The rest of the PAC plan includes two 1,800-seat theaters — one for Cirque du Soleil and one for mixed programming — an eight-to-12-screen AMC movie theater that would serve as a permanent home to the Tribeca Film Festival and show a mix of first-run and art-house films throughout the year; 26,800 square feet of “destination retail,” which won’t be a big-box store, but a number of smaller stores; and five or six restaurants. The plan also includes space for the New York Trapeze School and a sailing or marine educational space. In all, Related projects that the PAC would create 9,000 jobs and generate $128 million in annual tax revenue for the city and state.

Though the plan also includes a marina, the Related representatives did not discuss the water uses in detail, because, they said, those proposals would have to undergo a separate set of marine agency approvals.

As for public space, Rockwell compared the project’s semicircular southern facade to the Spanish Steps in Rome. Conceived as a series of wide steps leading up to the restaurant level, the space could also double as an outdoor amphitheater. At the bottom of the steps, the PAC team envisions a summertime greenmarket and a wintertime skating rink. The southern half of Pier 40’s existing pier-shed structure would be removed under the plan.
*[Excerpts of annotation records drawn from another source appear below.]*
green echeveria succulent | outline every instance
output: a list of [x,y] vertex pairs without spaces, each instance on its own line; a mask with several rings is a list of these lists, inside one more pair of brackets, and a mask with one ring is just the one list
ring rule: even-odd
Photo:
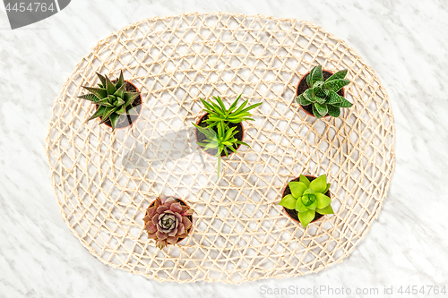
[[138,112],[131,104],[140,95],[140,92],[126,90],[126,82],[123,78],[123,71],[115,82],[112,82],[108,76],[103,76],[98,72],[97,75],[100,81],[100,83],[98,84],[99,88],[82,86],[91,93],[82,95],[79,98],[99,105],[97,111],[88,121],[101,117],[100,123],[104,123],[110,120],[112,131],[114,131],[120,116],[126,115],[138,115]]
[[304,227],[314,218],[315,213],[332,214],[332,199],[325,195],[330,189],[327,176],[323,175],[310,182],[308,178],[300,175],[298,182],[288,183],[291,194],[281,199],[279,205],[297,211],[298,219]]
[[344,79],[347,70],[332,74],[325,81],[322,72],[322,66],[314,66],[308,76],[306,83],[309,89],[296,98],[296,101],[302,106],[313,105],[313,114],[316,118],[322,118],[329,114],[339,117],[340,107],[350,107],[352,104],[338,94],[338,91],[350,81]]

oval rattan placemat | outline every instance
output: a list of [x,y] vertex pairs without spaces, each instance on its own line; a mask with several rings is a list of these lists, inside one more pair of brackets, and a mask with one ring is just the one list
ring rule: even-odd
[[[354,106],[340,118],[316,121],[294,102],[299,78],[317,64],[349,70]],[[143,105],[131,128],[112,133],[85,123],[94,106],[76,97],[98,83],[95,72],[120,70]],[[199,98],[228,104],[240,93],[263,105],[245,123],[252,148],[224,161],[217,181],[216,158],[195,151],[191,122],[202,114]],[[102,262],[159,281],[240,283],[347,257],[386,196],[393,142],[386,92],[344,41],[306,21],[216,13],[152,18],[99,41],[63,87],[47,151],[62,216]],[[278,205],[302,173],[327,174],[335,210],[306,231]],[[163,251],[142,229],[160,192],[196,212],[192,234]]]

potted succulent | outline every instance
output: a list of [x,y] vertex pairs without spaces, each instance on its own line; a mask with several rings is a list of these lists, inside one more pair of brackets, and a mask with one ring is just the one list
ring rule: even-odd
[[185,239],[192,229],[193,209],[176,197],[158,197],[143,217],[148,238],[160,250]]
[[112,128],[125,128],[134,123],[142,110],[142,96],[137,87],[123,78],[110,81],[108,76],[97,72],[100,82],[96,87],[82,86],[88,91],[79,98],[95,104],[97,110],[88,121],[99,117],[101,123]]
[[286,214],[304,227],[325,214],[333,214],[327,176],[303,175],[291,180],[283,190],[279,205]]
[[257,103],[246,107],[248,100],[237,106],[237,102],[241,94],[226,109],[222,99],[220,97],[213,97],[216,102],[206,101],[201,98],[204,106],[204,114],[196,123],[196,143],[206,153],[218,158],[218,178],[221,165],[221,158],[237,152],[241,145],[250,148],[243,141],[245,131],[243,121],[254,120],[249,111],[262,105]]
[[321,65],[314,66],[305,74],[296,89],[296,101],[305,113],[316,118],[339,117],[340,107],[350,107],[343,87],[350,81],[344,79],[347,70],[332,73],[323,71]]

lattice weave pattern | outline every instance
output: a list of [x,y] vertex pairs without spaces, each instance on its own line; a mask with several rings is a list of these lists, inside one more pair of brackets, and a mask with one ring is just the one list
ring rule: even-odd
[[[349,70],[354,106],[340,118],[315,120],[294,101],[317,64]],[[85,123],[94,106],[76,97],[98,83],[95,72],[115,78],[120,70],[143,104],[133,126],[112,133]],[[252,148],[224,160],[217,181],[216,158],[197,151],[191,122],[202,114],[200,98],[228,104],[240,93],[263,104],[244,123]],[[345,42],[296,20],[190,13],[99,41],[63,87],[47,150],[62,216],[102,262],[159,281],[240,283],[316,272],[347,257],[386,196],[393,135],[383,88]],[[327,174],[335,210],[306,230],[278,205],[300,174]],[[142,220],[160,192],[195,210],[190,235],[163,251]]]

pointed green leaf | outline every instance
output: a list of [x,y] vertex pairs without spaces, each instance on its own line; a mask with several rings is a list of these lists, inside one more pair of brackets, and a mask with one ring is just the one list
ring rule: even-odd
[[332,74],[330,78],[328,78],[327,81],[325,81],[325,82],[332,81],[334,80],[344,79],[345,76],[347,75],[347,72],[348,72],[348,71],[346,69],[343,71],[340,71],[340,72]]
[[117,98],[122,98],[125,96],[125,92],[126,91],[126,84],[123,84],[120,88],[116,89],[114,95]]
[[325,115],[327,115],[328,107],[327,107],[326,104],[321,105],[321,104],[316,102],[316,103],[314,103],[314,106],[315,106],[317,113],[319,113],[319,115],[321,115],[322,116],[324,116]]
[[108,95],[112,95],[116,92],[116,88],[115,87],[114,83],[110,81],[108,76],[106,76],[106,91],[108,92]]
[[315,211],[319,214],[333,214],[333,209],[332,208],[332,205],[328,205],[327,207],[323,209],[316,209]]
[[116,107],[115,108],[109,108],[109,109],[107,109],[105,112],[104,112],[104,115],[102,116],[102,121],[99,123],[100,124],[104,123],[106,121],[108,120],[108,117],[112,115],[112,113],[114,113],[115,111],[116,110]]
[[302,183],[305,183],[305,185],[306,185],[306,187],[309,186],[309,180],[308,180],[308,178],[306,178],[306,175],[300,175],[300,178],[298,179],[298,181],[301,182]]
[[90,121],[98,117],[102,117],[105,111],[106,111],[106,106],[99,106],[95,111],[95,113],[87,121]]
[[304,192],[307,189],[305,183],[295,181],[291,181],[290,183],[289,183],[288,186],[289,186],[289,191],[291,191],[292,195],[296,199],[300,198]]
[[125,86],[125,88],[126,87],[126,84],[125,83],[125,79],[123,78],[123,71],[120,72],[120,76],[118,77],[118,80],[116,80],[115,87],[116,89],[120,89],[122,86]]
[[87,89],[88,91],[93,93],[100,99],[108,97],[108,92],[106,92],[106,89],[99,89],[99,88],[95,88],[95,87],[88,87],[88,86],[82,86],[82,88]]
[[317,208],[323,209],[330,205],[332,199],[324,195],[323,193],[316,193],[315,197],[317,199]]
[[99,98],[93,93],[89,93],[89,94],[84,94],[84,95],[79,96],[78,98],[87,99],[87,100],[93,101],[93,102],[99,101]]
[[335,104],[333,106],[338,106],[338,107],[350,107],[351,106],[353,106],[353,104],[351,102],[345,99],[344,98],[341,97],[341,99],[342,99],[342,101],[340,103]]
[[336,79],[336,80],[333,80],[333,81],[325,81],[323,83],[323,87],[328,89],[329,90],[332,90],[332,91],[334,91],[334,92],[338,92],[339,90],[340,90],[340,89],[346,85],[349,85],[350,83],[350,81],[349,80],[345,80],[345,79]]
[[279,205],[294,210],[296,209],[296,198],[294,198],[292,194],[289,194],[281,199]]
[[323,81],[323,75],[322,73],[321,65],[314,66],[306,78],[306,82],[308,83],[308,87],[310,88],[313,88],[316,81]]
[[339,104],[340,102],[342,101],[342,98],[344,98],[340,96],[338,93],[336,93],[334,91],[330,91],[330,96],[328,97],[327,105]]
[[320,119],[323,117],[322,115],[319,114],[319,112],[317,112],[316,108],[315,108],[315,106],[314,104],[313,104],[313,115],[314,115],[314,117],[316,117],[317,119]]
[[309,188],[315,192],[323,193],[327,188],[327,175],[323,175],[309,183]]
[[135,98],[140,95],[140,92],[125,92],[123,99],[126,102],[125,106],[131,105]]
[[133,106],[128,106],[126,108],[126,114],[132,115],[139,115],[139,112]]
[[116,106],[115,112],[119,115],[126,114],[126,106]]
[[327,105],[327,108],[328,108],[328,114],[332,116],[332,117],[339,117],[340,115],[340,109],[337,106],[332,106],[332,105]]
[[99,72],[96,72],[98,78],[99,79],[99,81],[101,82],[102,86],[106,86],[106,78]]
[[307,210],[306,212],[298,212],[298,219],[300,219],[300,223],[304,227],[306,227],[309,223],[314,219],[315,211],[314,210]]
[[296,98],[296,102],[301,106],[308,106],[311,105],[311,101],[307,100],[303,94],[300,94]]
[[306,90],[305,90],[304,93],[302,93],[302,95],[305,97],[305,99],[306,99],[307,101],[315,102],[314,93],[313,92],[312,89],[307,89]]
[[115,126],[116,125],[116,122],[118,121],[119,117],[120,115],[116,113],[114,113],[109,116],[110,126],[112,126],[112,132],[115,130]]

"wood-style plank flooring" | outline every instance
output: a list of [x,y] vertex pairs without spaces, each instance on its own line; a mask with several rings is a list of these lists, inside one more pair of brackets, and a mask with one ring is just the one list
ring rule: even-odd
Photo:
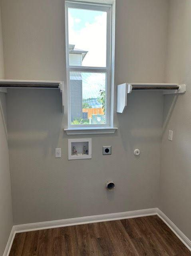
[[191,253],[157,215],[16,234],[10,256],[186,256]]

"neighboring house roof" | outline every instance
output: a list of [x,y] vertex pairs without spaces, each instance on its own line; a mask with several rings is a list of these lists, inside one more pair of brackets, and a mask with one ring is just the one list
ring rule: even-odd
[[82,60],[84,59],[84,57],[88,52],[88,51],[84,51],[80,49],[77,49],[75,48],[75,45],[69,45],[69,53],[73,54],[81,54],[82,56]]
[[90,106],[92,108],[97,108],[102,107],[102,105],[101,103],[99,102],[97,99],[96,98],[93,98],[92,99],[88,99],[86,100],[83,100],[83,103],[88,103]]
Though several community members had questions about the traffic the PAC would generate, the Related team tried to downplay the project’s impact. The development group stressed that Related, as the sole leaseholder, could have direct control over event timing to prevent congestive overlap. The team also said they would solicit bus and ferry service to the site to encourage visitors to use public transit. Cabs and limos would drop off passengers at the site itself, with entrances at both Houston and Clarkson Sts. Under the plan, the crossings leading from West St. to the pier would be widened, with five lanes crossing the bike path at Clarkson St. and four lanes crossing the bike path at Houston St. The developers said they would add curbs and larger traffic lights to make it clear to cyclists and pedestrians that these were “real intersections.”

After viewing the PAC proposal, Noreen Doyle, the Trust’s vice president, said it was “premature” to say whether either the PAC plan or The People’s Pier would meet the needs laid out by the Trust in its R.F.P. She stressed that the substance of the plans, as well as their feasibility and their reception from the community would all factor heavily in the Trust’s ultimate decision. The Trust will sponsor a public forum on the proposals sometime soon — likely in late March.

“We all have our work cut out for us,” said Jim Solomon, a member of the Pier 40 Working Group, who encouraged community members to come to the upcoming forums and make their voices heard. “Both were significant, thoughtful proposals,” he said, “but it’s like comparing apples and oranges.”